- Rússia e o regime talibã assinaram, em 27 de maio, um acordo de cooperação técnico-militar para reparo de armas da era soviética, com presença de Sergei Shoigu e do ministro da Defesa talibã; o conteúdo completo não foi divulgado.
- Ao voltar a Cabul, o ministro Yaqoob afirmou que o acordo entrará em vigor em breve e que, uma vez implementado, o Paquistão não ousaria mais atacar o Afeganistão.
- O entendimento não é um pacto de defesa; concentra-se na reparação e manutenção de equipamentos de fabricação russa já em uso, como helicópteros e outras aeronaves.
- A relação é descrita como pragmática, com Moscou buscando manter a região sob um arranjo de segurança não ocidental e o Talibã buscando legitimidade regional e benefícios econômicos.

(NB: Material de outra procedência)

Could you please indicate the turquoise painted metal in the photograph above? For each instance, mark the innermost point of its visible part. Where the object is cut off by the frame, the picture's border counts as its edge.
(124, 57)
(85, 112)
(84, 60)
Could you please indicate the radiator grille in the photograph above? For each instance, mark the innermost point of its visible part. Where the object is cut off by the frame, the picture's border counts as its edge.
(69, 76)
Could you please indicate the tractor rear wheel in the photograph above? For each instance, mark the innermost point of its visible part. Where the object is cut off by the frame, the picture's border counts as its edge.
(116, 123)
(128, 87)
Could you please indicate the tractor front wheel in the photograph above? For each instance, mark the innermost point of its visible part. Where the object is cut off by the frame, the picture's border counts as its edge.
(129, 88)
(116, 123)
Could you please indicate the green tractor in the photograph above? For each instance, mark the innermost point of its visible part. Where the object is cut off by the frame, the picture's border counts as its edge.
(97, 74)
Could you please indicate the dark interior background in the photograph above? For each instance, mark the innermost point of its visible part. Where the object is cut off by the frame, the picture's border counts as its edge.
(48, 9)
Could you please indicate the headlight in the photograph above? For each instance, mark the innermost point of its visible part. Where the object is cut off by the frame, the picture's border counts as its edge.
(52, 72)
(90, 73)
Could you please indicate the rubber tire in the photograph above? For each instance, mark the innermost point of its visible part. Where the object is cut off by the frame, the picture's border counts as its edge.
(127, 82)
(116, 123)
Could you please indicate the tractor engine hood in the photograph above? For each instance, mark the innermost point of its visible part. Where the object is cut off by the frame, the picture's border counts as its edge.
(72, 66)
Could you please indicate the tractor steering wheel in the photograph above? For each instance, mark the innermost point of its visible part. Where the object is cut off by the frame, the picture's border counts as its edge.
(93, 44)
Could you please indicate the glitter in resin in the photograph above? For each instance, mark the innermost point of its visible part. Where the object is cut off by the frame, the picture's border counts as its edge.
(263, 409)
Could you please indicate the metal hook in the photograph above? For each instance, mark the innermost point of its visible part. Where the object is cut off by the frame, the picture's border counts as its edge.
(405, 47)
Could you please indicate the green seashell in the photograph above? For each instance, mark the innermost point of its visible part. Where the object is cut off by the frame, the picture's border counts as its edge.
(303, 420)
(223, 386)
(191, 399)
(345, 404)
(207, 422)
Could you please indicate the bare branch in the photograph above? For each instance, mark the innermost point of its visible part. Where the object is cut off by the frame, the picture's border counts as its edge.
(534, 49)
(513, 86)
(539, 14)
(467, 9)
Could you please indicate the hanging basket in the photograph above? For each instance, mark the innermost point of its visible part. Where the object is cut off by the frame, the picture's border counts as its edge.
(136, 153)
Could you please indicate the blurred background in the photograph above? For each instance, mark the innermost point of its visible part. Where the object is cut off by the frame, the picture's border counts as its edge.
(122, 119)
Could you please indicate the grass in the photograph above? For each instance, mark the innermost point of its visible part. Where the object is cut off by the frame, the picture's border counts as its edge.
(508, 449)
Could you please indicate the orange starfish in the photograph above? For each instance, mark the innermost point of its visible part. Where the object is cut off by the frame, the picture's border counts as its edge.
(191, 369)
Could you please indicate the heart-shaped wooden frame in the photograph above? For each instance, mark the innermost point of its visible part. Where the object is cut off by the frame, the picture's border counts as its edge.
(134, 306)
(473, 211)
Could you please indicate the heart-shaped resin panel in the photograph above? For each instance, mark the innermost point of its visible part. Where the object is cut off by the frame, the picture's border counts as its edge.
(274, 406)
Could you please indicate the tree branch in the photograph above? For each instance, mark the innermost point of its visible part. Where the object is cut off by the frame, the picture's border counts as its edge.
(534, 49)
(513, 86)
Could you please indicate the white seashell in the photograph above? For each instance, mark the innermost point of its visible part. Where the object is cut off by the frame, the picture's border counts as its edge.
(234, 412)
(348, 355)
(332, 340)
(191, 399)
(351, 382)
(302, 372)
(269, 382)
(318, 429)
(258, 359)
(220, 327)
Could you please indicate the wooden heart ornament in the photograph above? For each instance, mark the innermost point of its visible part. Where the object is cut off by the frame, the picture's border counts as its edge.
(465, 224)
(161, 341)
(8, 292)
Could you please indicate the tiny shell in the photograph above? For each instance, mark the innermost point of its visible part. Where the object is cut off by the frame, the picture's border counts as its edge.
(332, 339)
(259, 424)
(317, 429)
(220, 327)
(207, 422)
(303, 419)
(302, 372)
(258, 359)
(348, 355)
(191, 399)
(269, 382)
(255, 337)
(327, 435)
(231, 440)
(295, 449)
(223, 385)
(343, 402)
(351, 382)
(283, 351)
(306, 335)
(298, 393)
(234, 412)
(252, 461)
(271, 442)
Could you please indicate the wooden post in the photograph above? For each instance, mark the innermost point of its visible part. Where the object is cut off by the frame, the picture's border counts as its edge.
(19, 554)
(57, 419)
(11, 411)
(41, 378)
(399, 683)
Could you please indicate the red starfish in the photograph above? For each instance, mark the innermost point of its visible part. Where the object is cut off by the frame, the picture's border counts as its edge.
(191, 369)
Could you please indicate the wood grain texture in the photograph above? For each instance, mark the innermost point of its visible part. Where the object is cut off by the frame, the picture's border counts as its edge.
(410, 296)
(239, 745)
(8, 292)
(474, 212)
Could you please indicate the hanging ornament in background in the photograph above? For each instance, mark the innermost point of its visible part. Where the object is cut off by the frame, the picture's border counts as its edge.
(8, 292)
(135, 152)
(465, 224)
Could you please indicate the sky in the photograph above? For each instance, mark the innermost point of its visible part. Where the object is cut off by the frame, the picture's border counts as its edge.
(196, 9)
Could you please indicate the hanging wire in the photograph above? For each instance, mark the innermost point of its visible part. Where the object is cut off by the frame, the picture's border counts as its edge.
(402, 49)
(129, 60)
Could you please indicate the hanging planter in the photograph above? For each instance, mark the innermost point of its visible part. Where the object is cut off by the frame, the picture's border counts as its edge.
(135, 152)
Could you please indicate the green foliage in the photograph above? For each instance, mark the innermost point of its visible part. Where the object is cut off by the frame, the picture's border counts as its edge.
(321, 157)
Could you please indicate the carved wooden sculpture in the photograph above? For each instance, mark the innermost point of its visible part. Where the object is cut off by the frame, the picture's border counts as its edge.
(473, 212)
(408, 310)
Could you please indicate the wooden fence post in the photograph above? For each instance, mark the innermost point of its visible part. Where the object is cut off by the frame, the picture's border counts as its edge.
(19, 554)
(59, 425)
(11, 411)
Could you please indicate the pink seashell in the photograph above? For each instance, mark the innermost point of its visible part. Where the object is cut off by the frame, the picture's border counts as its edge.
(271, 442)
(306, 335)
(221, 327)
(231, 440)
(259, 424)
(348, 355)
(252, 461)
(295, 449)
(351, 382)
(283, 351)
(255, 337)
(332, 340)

- Analistas destacam que o acordo pode servir aos interesses de ambos em um contexto de tensões regionais, apesar da falta de transparência sobre os termos.

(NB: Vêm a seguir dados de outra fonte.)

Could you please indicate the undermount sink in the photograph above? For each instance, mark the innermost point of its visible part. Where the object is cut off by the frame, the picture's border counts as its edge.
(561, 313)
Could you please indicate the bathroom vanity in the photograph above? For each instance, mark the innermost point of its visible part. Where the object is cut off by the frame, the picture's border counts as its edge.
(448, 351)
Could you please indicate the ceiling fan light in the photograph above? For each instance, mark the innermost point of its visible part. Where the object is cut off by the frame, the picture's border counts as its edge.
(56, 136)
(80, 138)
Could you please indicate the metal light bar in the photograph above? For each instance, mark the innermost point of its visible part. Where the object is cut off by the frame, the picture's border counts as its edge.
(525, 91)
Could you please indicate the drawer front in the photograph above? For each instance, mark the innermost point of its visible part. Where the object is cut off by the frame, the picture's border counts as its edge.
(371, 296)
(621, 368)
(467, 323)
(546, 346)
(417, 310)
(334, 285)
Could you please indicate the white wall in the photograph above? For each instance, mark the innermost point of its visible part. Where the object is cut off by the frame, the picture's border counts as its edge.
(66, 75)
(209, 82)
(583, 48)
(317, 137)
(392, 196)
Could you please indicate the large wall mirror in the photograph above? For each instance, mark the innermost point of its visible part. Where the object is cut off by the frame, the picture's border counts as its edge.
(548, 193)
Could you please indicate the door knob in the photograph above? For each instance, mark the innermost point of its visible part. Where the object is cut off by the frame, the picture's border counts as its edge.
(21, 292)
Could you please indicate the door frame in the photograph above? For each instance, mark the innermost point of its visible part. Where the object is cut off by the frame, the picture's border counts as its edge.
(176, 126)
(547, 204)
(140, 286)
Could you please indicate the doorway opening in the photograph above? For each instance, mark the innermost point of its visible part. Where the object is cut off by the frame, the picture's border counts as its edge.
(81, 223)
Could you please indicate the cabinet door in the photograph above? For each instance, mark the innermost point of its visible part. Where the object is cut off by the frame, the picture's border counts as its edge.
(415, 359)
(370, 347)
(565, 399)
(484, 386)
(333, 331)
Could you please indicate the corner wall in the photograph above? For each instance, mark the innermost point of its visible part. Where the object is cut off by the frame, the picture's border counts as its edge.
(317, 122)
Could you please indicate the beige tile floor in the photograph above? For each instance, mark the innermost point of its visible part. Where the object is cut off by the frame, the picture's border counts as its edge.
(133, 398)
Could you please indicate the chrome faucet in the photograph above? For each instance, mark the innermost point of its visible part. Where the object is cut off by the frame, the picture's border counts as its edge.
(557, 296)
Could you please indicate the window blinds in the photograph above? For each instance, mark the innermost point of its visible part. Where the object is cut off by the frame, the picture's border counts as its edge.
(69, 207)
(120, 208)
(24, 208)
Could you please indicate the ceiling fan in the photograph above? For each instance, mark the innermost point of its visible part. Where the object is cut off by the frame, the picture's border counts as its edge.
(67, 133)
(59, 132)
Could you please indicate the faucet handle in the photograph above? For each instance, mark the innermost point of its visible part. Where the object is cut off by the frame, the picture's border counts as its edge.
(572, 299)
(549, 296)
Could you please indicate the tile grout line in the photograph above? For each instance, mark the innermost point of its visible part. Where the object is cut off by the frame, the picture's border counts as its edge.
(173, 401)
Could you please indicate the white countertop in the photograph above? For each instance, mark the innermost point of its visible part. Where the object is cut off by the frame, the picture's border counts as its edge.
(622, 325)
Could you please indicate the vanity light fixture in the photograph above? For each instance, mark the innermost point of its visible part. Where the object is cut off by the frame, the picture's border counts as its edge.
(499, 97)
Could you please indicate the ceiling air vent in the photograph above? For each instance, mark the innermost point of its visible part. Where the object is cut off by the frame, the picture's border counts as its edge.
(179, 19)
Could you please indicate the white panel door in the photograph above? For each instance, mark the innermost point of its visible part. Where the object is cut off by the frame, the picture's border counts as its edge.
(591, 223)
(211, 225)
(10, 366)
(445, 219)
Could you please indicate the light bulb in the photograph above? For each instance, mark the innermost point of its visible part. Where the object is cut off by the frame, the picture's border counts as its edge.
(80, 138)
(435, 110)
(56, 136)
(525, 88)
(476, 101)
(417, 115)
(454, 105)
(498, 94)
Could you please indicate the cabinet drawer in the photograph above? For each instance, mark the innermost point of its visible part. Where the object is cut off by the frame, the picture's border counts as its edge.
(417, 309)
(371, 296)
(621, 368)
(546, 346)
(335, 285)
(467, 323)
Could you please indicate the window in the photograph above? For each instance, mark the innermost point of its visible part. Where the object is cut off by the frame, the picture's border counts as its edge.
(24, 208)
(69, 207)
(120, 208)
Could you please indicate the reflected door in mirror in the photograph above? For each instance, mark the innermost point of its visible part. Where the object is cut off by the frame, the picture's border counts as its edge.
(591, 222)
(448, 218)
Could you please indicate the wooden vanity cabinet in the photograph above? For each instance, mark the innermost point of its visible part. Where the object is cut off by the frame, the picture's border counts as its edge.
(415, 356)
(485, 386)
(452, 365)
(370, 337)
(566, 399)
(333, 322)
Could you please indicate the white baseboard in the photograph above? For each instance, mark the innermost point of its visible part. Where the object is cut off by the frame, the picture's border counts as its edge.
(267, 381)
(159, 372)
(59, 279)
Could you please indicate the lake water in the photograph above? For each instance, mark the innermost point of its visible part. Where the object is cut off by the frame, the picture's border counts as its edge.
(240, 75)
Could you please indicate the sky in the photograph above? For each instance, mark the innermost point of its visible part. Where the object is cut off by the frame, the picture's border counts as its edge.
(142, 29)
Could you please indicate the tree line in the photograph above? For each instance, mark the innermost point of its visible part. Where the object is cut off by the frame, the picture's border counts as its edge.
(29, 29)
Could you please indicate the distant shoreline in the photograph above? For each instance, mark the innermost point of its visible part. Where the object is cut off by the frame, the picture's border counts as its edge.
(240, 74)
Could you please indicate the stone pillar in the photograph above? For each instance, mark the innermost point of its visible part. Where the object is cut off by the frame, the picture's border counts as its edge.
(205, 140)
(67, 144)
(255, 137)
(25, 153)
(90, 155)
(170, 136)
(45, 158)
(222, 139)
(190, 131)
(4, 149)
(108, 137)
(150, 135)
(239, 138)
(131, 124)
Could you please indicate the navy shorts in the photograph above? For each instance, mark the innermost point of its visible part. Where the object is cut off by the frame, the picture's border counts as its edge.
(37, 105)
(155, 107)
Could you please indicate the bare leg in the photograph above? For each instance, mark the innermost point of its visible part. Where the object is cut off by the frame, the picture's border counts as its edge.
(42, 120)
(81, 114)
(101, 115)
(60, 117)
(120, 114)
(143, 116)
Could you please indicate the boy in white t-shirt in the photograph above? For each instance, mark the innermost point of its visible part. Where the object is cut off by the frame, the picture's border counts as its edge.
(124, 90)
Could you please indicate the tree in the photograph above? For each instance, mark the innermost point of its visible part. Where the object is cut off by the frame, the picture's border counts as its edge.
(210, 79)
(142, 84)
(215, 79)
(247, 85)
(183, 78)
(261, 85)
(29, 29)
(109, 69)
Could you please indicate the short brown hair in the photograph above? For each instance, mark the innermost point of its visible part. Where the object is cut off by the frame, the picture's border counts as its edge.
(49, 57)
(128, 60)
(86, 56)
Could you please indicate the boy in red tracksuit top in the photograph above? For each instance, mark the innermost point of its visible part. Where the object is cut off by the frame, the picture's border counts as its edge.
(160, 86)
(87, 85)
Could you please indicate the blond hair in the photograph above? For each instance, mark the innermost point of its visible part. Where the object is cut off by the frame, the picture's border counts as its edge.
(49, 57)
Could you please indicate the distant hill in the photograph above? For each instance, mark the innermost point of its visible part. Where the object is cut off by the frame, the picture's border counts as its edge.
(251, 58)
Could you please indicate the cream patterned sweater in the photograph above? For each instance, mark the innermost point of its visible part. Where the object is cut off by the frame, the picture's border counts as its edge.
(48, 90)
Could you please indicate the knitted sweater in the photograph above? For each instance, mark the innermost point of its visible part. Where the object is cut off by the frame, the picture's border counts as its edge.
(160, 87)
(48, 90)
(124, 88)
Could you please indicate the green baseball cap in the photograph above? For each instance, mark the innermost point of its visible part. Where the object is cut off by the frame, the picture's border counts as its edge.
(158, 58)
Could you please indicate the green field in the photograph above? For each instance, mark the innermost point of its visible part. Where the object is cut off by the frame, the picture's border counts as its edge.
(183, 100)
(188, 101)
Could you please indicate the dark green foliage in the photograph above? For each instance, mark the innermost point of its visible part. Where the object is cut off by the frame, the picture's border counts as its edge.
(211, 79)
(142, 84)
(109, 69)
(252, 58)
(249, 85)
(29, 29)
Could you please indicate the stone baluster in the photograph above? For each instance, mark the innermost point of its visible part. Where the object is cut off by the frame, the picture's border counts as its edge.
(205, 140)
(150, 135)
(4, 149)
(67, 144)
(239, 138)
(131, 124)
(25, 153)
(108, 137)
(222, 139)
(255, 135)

O governo russo e o regime talibã assinaram um acordo técnico-militar para reparo de armas soviéticas, em 27 de maio, na capital afegã, Cabul. O acerto envolve manutenção de sistemas de defesa já existentes no arsenal do Afeganistão. O teor completo não foi divulgado.

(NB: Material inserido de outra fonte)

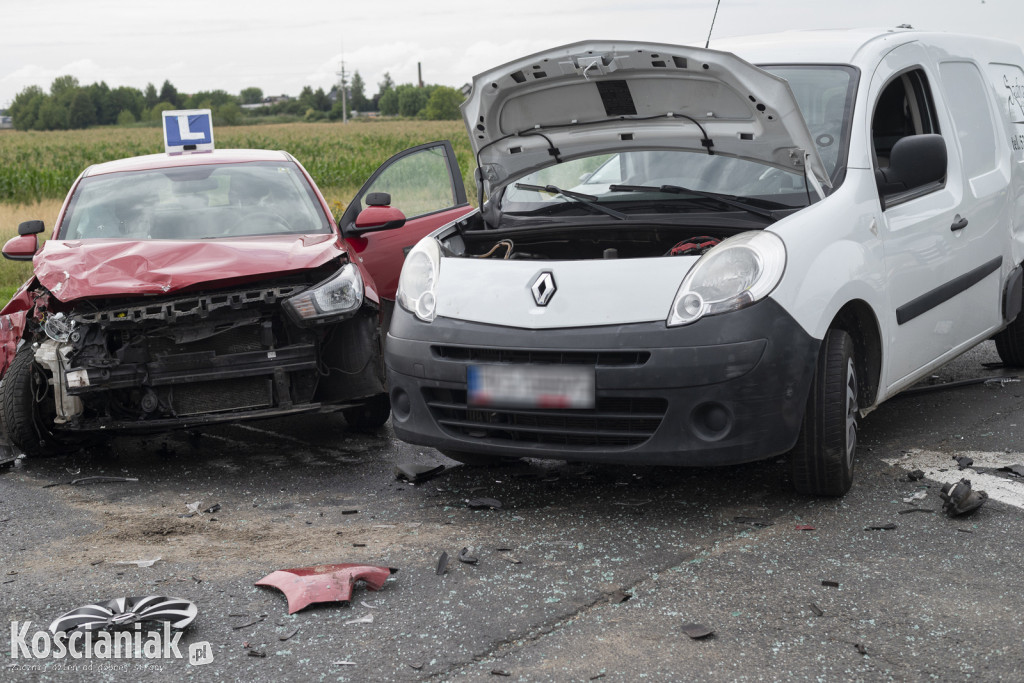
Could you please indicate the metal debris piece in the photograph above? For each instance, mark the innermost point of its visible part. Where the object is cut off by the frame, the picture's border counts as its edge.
(415, 473)
(324, 583)
(366, 619)
(442, 563)
(482, 503)
(753, 521)
(964, 462)
(141, 563)
(960, 500)
(696, 631)
(123, 613)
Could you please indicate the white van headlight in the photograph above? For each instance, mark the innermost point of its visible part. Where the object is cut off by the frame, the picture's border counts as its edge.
(418, 283)
(330, 300)
(733, 274)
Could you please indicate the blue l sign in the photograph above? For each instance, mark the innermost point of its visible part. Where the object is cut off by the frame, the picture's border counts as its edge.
(188, 130)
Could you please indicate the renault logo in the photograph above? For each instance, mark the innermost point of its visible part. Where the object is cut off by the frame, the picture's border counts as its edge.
(544, 288)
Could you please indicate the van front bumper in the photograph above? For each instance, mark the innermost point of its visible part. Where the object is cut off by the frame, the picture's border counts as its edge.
(727, 389)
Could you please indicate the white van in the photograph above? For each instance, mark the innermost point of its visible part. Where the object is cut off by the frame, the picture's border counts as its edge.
(686, 259)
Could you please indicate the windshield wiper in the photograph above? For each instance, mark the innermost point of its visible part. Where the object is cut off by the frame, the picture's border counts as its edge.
(679, 189)
(586, 200)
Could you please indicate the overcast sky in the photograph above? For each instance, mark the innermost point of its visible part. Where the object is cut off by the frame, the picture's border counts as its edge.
(283, 45)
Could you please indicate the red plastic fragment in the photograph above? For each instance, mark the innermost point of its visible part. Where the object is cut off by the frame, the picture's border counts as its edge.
(324, 583)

O acordo foi assinado em cerimônia com a presença de Sergei Shoigu, secretário do Conselho de Segurança da Rússia, e do ministro da Defesa talibã, mulá Mohammad Yaqoob. O objetivo declarado é a reparação de patrimônio militar herdado da era soviética.
Yaqoob, ao retornar a Cabul, afirmou que o pacto entrará em vigor em breve e que, uma vez implementado, poderá alterar a dinâmica com o Paquistão. O grupo afirmou que o entendimento não cria responsabilidade de defesa ou segurança.
O Afeganistão retomou o controle do país em 2021, após a retirada de tropas da OTAN e dos EUA. Hoje, o governo é reconhecido formalmente pela Rússia, enquanto outros países mantêm posições mais cautelosas sobre a legitimidade do regime.
Contexto histórico
A relação entre Moscou e o Afeganistão está atravessada por memórias da invasão soviética, encerrada em 1989. Equipamentos de defesa herdados ainda aparecem no arsenal afegão, incluindo helicópteros e aeronaves de fabricação russa.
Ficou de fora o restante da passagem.